Docker Compose lets you define and run multi-container Docker applications. When you use docker-compose up, it automatically creates a default network for your services to communicate on. But what if you need more control, like isolating services or connecting containers that aren’t part of the same docker-compose.yaml file? That’s where custom networks come in.

Let’s say you have a web application and a database. By default, Compose would put them on the same network. But what if you have multiple web apps and you want to ensure they can’t see each other’s databases directly? Or maybe you want to set up a separate network for testing that mimics your production environment?

Here’s a docker-compose.yaml that defines two custom networks: frontend-net and backend-net.

version: '3.8'

services:
  webapp:
    image: nginx:alpine
    ports:
      - "8080:80"
    networks:
      - frontend-net

  api:
    image: python:3.9-slim
    command: ["sleep", "infinity"]
    networks:
      - frontend-net
      - backend-net

  database:
    image: postgres:13-alpine
    environment:
      POSTGRES_DB: mydatabase
      POSTGRES_USER: user
      POSTGRES_PASSWORD: password
    networks:
      - backend-net

networks:
  frontend-net:
    driver: bridge
  backend-net:
    driver: bridge

When you run docker-compose up -d, Docker creates these networks. The webapp and api services are attached to frontend-net. The api and database services are attached to backend-net. Notice that api is on both networks. This acts as a bridge, allowing webapp to talk to api (via frontend-net), and api to talk to database (via backend-net). The webapp cannot directly reach the database because they don’t share a common network.
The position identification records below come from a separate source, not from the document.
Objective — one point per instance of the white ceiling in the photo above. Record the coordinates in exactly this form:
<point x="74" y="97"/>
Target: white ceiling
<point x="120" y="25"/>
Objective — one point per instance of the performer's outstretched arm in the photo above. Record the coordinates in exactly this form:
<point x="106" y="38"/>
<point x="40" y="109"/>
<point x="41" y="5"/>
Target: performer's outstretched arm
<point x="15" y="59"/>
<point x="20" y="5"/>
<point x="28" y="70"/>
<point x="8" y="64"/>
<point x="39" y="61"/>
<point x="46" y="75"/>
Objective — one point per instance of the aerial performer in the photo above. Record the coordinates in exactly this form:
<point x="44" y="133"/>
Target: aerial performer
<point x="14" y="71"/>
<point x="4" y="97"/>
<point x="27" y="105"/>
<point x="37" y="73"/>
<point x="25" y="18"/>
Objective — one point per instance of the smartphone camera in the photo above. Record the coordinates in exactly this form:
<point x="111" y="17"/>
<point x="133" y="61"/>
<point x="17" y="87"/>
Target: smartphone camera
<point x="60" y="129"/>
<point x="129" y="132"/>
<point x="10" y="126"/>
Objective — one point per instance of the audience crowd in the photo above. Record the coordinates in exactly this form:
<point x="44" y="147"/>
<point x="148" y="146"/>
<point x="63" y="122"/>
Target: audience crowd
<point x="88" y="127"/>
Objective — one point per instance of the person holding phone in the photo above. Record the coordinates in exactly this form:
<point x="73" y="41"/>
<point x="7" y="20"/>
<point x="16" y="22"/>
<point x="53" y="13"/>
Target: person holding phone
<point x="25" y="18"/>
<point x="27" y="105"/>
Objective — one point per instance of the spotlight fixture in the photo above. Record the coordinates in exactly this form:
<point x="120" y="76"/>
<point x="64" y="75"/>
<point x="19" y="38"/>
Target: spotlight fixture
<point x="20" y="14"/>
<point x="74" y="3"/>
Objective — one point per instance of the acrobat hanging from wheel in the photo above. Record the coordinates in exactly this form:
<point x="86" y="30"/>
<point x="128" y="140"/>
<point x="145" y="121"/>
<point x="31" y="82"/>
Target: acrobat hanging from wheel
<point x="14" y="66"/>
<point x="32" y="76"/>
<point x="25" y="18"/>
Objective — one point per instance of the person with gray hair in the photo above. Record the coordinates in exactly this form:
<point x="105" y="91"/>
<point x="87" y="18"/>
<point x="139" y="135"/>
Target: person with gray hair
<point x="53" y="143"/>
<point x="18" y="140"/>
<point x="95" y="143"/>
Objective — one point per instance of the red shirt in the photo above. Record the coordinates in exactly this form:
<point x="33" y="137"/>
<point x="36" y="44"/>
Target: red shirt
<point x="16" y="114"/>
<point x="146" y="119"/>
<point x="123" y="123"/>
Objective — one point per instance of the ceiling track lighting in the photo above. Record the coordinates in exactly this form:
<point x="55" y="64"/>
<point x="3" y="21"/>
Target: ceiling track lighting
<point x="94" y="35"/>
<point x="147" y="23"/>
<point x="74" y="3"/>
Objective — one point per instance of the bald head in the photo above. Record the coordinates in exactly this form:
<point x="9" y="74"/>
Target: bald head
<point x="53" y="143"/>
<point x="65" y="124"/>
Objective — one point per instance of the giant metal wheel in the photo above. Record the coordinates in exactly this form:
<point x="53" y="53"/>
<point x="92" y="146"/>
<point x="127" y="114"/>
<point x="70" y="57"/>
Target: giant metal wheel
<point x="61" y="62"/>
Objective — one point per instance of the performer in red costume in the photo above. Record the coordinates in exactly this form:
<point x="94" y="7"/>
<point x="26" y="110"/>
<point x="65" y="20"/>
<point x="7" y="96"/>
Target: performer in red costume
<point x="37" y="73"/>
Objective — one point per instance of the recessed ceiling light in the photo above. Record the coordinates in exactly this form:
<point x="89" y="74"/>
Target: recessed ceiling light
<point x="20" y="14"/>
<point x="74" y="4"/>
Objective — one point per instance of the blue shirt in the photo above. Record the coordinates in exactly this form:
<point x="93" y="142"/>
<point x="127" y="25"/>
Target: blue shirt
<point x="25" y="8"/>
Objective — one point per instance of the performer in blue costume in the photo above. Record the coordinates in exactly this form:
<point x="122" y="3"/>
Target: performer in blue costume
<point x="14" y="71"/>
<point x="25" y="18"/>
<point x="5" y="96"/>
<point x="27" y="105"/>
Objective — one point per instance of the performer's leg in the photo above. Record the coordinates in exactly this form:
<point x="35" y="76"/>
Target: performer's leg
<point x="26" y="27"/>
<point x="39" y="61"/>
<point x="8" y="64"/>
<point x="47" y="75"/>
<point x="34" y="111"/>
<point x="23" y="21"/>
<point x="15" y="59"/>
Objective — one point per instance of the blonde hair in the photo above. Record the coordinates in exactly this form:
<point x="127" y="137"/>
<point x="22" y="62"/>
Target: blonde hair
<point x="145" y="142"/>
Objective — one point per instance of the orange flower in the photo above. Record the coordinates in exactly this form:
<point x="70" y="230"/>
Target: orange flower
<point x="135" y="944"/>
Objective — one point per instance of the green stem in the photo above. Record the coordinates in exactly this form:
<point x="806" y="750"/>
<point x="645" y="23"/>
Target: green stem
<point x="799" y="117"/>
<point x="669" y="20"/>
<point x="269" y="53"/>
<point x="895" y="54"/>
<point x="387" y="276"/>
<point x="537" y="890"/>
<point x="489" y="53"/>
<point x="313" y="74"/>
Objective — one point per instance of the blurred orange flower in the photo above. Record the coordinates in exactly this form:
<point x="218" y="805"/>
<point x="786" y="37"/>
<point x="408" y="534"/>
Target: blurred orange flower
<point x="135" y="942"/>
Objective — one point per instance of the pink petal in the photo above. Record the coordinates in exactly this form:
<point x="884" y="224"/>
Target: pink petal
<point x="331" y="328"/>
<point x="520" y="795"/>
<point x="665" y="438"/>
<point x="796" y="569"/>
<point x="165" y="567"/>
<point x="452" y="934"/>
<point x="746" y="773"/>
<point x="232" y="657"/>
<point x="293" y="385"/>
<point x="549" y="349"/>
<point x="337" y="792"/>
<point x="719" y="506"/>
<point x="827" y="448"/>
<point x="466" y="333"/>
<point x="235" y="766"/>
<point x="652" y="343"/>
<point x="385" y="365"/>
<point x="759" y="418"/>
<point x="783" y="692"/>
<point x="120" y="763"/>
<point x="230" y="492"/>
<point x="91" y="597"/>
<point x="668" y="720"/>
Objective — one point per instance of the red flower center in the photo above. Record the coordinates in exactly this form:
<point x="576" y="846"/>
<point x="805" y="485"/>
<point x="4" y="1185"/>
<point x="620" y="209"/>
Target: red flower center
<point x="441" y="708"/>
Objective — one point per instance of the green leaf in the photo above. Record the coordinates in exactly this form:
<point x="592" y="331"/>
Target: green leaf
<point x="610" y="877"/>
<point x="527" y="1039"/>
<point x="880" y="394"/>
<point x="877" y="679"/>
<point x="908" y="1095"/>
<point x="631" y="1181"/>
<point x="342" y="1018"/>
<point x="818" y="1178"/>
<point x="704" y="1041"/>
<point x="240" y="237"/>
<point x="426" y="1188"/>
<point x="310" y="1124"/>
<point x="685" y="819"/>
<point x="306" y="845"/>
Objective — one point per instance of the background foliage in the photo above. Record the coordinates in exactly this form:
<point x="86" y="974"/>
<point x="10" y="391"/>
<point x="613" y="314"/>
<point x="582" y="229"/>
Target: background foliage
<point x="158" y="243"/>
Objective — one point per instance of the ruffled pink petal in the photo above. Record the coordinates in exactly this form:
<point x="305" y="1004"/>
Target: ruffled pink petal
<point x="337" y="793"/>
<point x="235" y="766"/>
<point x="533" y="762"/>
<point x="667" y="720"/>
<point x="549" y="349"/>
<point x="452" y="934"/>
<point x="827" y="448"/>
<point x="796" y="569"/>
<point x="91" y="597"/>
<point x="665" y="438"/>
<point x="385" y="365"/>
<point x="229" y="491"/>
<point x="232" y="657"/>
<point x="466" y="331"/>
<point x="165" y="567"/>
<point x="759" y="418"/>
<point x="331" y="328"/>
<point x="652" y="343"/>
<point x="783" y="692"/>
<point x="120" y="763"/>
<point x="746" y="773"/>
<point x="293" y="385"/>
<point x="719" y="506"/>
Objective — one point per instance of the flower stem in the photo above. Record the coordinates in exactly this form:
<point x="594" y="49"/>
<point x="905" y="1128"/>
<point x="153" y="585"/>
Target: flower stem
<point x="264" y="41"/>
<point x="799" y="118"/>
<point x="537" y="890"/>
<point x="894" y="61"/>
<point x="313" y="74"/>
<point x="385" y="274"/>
The driver: bridge is the default and most common network driver in Docker. It allows containers on the same network to communicate with each other using their service names as hostnames. Docker’s embedded DNS server handles name resolution. So, from within the api container, you can simply refer to the database as database (its service name) instead of needing an IP address.

You can also configure network-specific options. For example, to assign a specific subnet to a network:

version: '3.8'

services:
  web:
    image: httpd:alpine
    ports:
      - "80:80"
    networks:
      - app-network

networks:
  app-network:
    driver: bridge
    ipam:
      config:
        - subnet: 172.28.0.0/16

Here, app-network will use IP addresses from the 172.28.0.0/16 range. This can be useful for more complex setups or to avoid IP address conflicts with other networks on your host.

The real power comes when you want to connect services defined in different docker-compose.yaml files or run services outside of Compose. You can define a network once in a top-level networks block and then reference it in multiple services across different Compose files.

Consider this scenario: you have a core database service defined in docker-compose.yml and a set of microservices, each in their own docker-compose.override.yml file. You want all microservices to be able to access the database.

docker-compose.yml (core services):

version: '3.8'

services:
  database:
    image: mongo:latest
    environment:
      MONGO_INITDB_ROOT_USERNAME: admin
      MONGO_INITDB_ROOT_PASSWORD: password
    networks:
      - shared-db-net

networks:
  shared-db-net:
    name: my-app-shared-network # Explicitly name the network

docker-compose.override.yml (microservice 1):

version: '3.8'

services:
  user-service:
    image: my-user-service
    networks:
      - shared-db-net # Connect to the shared network

networks:
  shared-db-net:
    external: true # Indicate this network already exists

By running docker-compose -f docker-compose.yml -f docker-compose.override.yml up -d, both the database and user-service will be attached to a network named my-app-shared-network. The external: true tells Compose not to create the network if it doesn’t exist, but to use an existing one. The name: my-app-shared-network in the first file ensures it’s created with a predictable name that other Compose files can reference. This allows user-service to connect to database by its service name.

The most surprising thing about custom networks is how they abstract away the underlying network topology. You don’t need to worry about IP addresses or port mappings between containers on the same network; Docker handles it seamlessly via DNS resolution and internal routing. This means your application configurations can remain stable even if the host’s network configuration changes or if you move your containers to a different host.

The next logical step is to explore network policies and more advanced drivers like overlay for multi-host networking.